I know Deb traveled extensively while in Africa and Europe, and she told me she picked up quite a few of her scenes in the foreign countries during her travels ... sort of like a souvenir from each of the places she visited. I’m sure some were from Albania and the United States as well. 

She and her husband owned a home, a farm in rural Virginia, where they would stay when she came back to the U.S. periodically during her overseas career. So she had occasion to also add to the collection from places she might have visited in her home country. She moved back to Wisconsin permanently to be near family at the point where her MSA was causing more and more physical difficulties. 

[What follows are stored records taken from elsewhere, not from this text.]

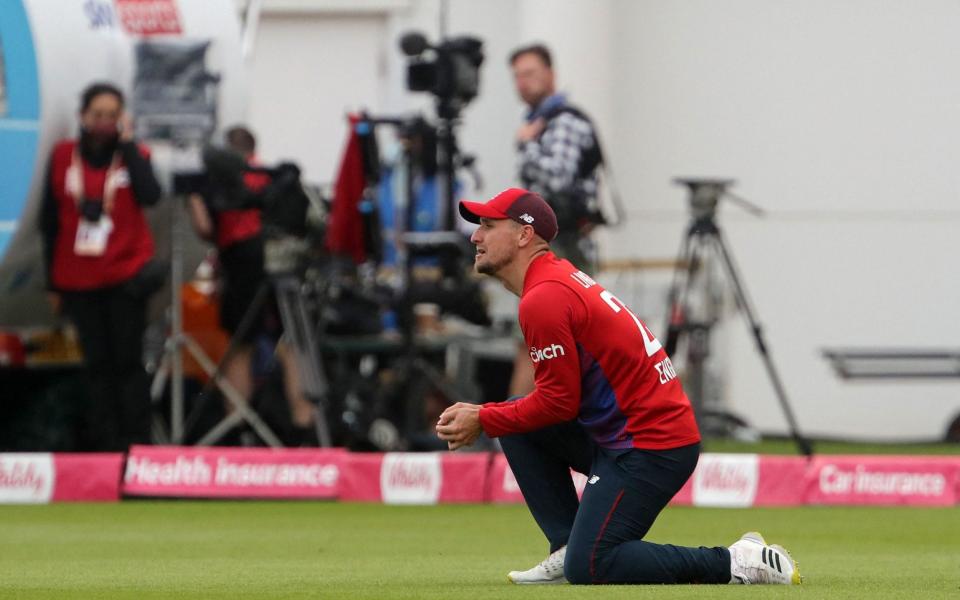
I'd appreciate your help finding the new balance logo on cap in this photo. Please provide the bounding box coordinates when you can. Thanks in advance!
[460,188,557,242]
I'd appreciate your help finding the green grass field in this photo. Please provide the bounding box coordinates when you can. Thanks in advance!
[0,501,960,600]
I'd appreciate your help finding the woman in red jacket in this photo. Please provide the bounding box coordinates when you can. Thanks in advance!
[40,83,161,451]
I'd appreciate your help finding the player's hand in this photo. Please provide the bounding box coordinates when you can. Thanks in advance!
[437,402,483,450]
[517,119,547,144]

Unfortunately, I do not know what countries any of the nativity scenes depicted in the photos here are from. But I still feel the pictures are worth sharing. At the very bottom of this post, I present a few perspective shots so you can appreciate how Deb had these displayed in the barn. A reminder: These do not represent the full collection. Even though there are many photos in this post, they don’t come close to constituting the entire collection.

And oh ... Jenny took a handful of her own pictures during our walk through the barn, and she kindly shared them with me. I sprinkled a few of her shots into this post as well. The two vertical orientation shots of nativity scenes were hers. So was the horizontal shot of the duckies nativity scene. Also hers are the last five perspective shots in the post, starting with the one featuring Santa and the white teddy bear.